It is time for the Scottish Football Association to take swift action against the officials who have brought the game into disrepute.

There have been some dubious calls made over the years, but Hearts' latest bleating will take some beating.

The Edinburgh side have all but called linesman Andy Davis - the man who advised referee Hugh Dallas to award a last-minute, match-winning penalty on Wednesday night - a cheat.

They did so in a press conference they arranged themselves - and as a result they have laid themselves open to punishment.

At least they should have. The SFA are notoriously slow when it comes to meting out justice but perhaps they will be speedier when it is the integrity of one of their own men which has been called into question.

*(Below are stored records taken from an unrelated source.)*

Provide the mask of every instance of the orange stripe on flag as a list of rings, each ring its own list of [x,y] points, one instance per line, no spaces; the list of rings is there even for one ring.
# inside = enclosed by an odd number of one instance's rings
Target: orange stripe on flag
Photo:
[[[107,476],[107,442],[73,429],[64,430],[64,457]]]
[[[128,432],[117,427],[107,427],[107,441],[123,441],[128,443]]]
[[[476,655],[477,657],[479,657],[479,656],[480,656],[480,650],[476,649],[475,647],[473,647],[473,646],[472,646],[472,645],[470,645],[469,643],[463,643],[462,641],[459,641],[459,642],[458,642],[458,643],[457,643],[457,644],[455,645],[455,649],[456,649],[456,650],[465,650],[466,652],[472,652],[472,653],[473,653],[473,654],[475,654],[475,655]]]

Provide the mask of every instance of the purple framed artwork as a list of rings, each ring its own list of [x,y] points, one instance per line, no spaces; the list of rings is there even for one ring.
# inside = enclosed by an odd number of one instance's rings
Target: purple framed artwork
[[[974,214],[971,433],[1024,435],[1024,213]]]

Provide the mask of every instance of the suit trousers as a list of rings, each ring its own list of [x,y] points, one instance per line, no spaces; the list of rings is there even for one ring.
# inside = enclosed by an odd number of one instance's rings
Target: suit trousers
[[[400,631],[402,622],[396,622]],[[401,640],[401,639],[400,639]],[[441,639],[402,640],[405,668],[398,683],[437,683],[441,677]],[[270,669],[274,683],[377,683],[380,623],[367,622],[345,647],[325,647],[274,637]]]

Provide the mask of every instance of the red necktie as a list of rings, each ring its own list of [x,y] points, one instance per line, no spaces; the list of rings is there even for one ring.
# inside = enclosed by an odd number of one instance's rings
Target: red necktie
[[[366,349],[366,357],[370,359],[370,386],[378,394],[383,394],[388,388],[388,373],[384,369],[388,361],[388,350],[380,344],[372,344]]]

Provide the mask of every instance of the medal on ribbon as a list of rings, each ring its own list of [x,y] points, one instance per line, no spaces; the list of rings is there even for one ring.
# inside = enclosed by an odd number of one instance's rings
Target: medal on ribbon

So if their case is thrown out would there be good reason to punish new Hearts owner Vladimir Romanov and his Lithuanian right-hand man Serejus Fedotovas? Perhaps.

The SFA have promised to give time over to the inquiry requested by Hearts - and now they must decide how such an undertaking might work.

It would seem near impossible to prove that a linesman was biased. There would have to be some exceptional evidence, which has not yet come to light.

Romanov, a Russian banker, has made a big play of all the cash he claims he has at his disposal to turn Hearts into contenders.

So why not relieve him of a hefty portion of it in the shape of a fine and spend the money on referee recruitment?

Who would be a referee or an assistant referee, especially after this witch-hunt?

Davis cut a lonely figure on the line at tiny Stirling Albion on Saturday, and that should give the Hearts hierarchy a clue as to how he spends his weekends.

How many hours has he spent freezing his frame off over the years officiating in games watched by one man and his dog? How many years of his life has this man given to football at various levels?

Would Mr Romanov be prepared to do the same? Just how committed a football man is he exactly?

In England, referees are prevented from taking charge of games involving the club they support.

But in Scotland the picture is different, because there are fewer clubs to follow and the pull of the Old Firm is huge.

So it is understandable that an official would not want to rule himself out of taking charge of matches involving Celtic and Rangers, because these will always be at the top of the pyramid north of the border.

Hearts chairman George Foulkes, ever the politician, was also quick to jump on the bandwagon - because he knows Old Firm bias is a popular theme with the rest of the footballing family.

But that argument does not wash with Chris Robinson, the former chief executive who remains on the board and who has rejected calls for him to leave the club for years.

He has yet to do so, and there he was on Friday - leading the club's affrontery.

A quick glance at the SFA's handbook shows Robinson is a member of two of its committees as well as the board of directors.

One is, believe it or not, the referee committee. It is time the SFA threw the book at the Hearts hierarchy - starting with their own man.